Cultivemos la autoestima, la inteligencia emocional, y dejemos de ser zombis sociales alterados por doquier viento de manipulación. Seamos dueños de nuestros pensamientos, de nuestras ideas, dejemos de pensar sobre ruedas y pongamos unos buenos cuadros en su lugar. Urge que salgamos de nuestra zona de confort. Convirtámonos en personas de propósitos con actitud emprendedora. Tenemos que desarrollar nuestra marca personal, desaprender y volver a aprender y hacer algo diferente. Tenemos que aprender a aprender.

Como nos hemos dado cuento en estos días, el virus nos ha hecho acelerar en algunas acciones que estaban un tanto rezagadas y nos negábamos a apresurar, como las reuniones virtuales, a trabajar en casa, a la educación a distancia, a las compras por teléfono o internet. Sea como sea estamos aprovechando aun más los recursos que ya teníamos, y esto nos posibilita a realizar otras actividades.

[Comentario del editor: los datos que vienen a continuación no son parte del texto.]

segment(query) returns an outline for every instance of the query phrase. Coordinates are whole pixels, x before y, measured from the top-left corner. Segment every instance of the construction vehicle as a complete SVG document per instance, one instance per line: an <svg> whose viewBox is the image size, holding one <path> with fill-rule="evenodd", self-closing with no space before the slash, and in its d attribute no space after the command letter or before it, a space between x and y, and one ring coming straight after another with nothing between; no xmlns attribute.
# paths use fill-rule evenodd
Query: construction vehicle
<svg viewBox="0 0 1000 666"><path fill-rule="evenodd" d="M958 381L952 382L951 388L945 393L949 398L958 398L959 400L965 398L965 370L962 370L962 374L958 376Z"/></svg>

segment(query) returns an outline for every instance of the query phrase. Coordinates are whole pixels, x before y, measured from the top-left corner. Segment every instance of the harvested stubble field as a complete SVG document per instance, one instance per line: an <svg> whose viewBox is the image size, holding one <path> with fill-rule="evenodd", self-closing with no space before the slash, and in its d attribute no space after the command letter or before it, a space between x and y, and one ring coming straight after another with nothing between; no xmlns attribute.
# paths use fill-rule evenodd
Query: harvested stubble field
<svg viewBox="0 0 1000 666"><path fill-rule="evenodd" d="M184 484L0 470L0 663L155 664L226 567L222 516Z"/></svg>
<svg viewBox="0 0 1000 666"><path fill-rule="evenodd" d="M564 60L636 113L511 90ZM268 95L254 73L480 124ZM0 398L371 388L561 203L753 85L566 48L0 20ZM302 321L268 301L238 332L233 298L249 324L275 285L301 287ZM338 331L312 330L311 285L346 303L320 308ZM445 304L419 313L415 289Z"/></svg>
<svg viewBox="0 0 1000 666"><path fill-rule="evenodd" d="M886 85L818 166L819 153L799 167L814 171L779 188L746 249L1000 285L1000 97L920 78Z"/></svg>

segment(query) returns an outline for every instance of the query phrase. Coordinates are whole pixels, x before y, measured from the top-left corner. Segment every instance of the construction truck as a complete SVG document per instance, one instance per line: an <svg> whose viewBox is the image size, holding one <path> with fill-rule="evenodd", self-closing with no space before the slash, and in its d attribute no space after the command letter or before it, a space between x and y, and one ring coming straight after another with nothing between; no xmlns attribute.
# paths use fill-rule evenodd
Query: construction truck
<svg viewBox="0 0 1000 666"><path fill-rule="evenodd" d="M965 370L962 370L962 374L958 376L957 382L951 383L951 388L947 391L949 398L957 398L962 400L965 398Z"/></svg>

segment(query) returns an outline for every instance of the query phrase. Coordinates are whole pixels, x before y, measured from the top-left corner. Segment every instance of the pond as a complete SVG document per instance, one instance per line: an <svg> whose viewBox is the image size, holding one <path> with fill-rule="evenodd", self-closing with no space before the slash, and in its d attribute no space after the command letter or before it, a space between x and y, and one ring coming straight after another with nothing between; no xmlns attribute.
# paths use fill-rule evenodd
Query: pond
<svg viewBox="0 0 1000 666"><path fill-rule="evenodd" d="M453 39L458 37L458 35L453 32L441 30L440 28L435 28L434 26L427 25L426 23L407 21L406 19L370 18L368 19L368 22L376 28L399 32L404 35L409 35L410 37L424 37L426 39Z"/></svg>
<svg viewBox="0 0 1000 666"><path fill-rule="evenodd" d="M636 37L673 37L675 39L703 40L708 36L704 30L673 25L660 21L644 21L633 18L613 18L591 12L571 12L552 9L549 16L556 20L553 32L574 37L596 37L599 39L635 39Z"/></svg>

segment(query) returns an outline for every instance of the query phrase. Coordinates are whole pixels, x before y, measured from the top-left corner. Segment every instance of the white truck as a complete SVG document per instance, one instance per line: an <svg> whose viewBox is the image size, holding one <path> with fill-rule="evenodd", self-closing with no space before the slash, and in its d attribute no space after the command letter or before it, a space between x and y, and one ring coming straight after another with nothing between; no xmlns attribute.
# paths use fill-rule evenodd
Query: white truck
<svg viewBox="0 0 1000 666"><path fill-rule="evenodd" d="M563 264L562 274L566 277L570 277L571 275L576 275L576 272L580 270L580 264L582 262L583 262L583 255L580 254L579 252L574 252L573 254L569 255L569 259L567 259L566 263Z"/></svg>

Cuando abramos la puerta de nuestra casa y podamos salir a disfrutar del mar con la familia, nos encontraremos con un mundo completamente diferente. Vamos a poder lamentarnos o reinventarnos, a estar rezagados o cambiar y rediseñarnos para crecer.

Aprovechemos estos días que nos quedan de encierro para reflexionar, evaluarnos, hacer un estudio interior y empezar a cambiar. ¿Qué puedo ofrecer y que genere valor? ¿Para qué soy bueno? ¿Qué puedo hacer mejor? ¿Qué propósito tengo en esta vida? ¿Qué talentos tengo que no he desarrollado?

Sé que todos de ahora en adelante tendremos más cuidado de nuestra higiene, tener alcohol gel a la mano, lavarnos las manos antes de comer o tocarnos la cara, sin embargo, ¿qué hay de la higiene mental? ¿Qué hay de mi higiene verbal? ¿Y la higiene de mis actos? Saquemos el mayor provecho a esta crisis. Acércate a Dios por medio de Jesucristo y conviértete en la persona que Él siempre ha querido que seas, ahora es el tiempo.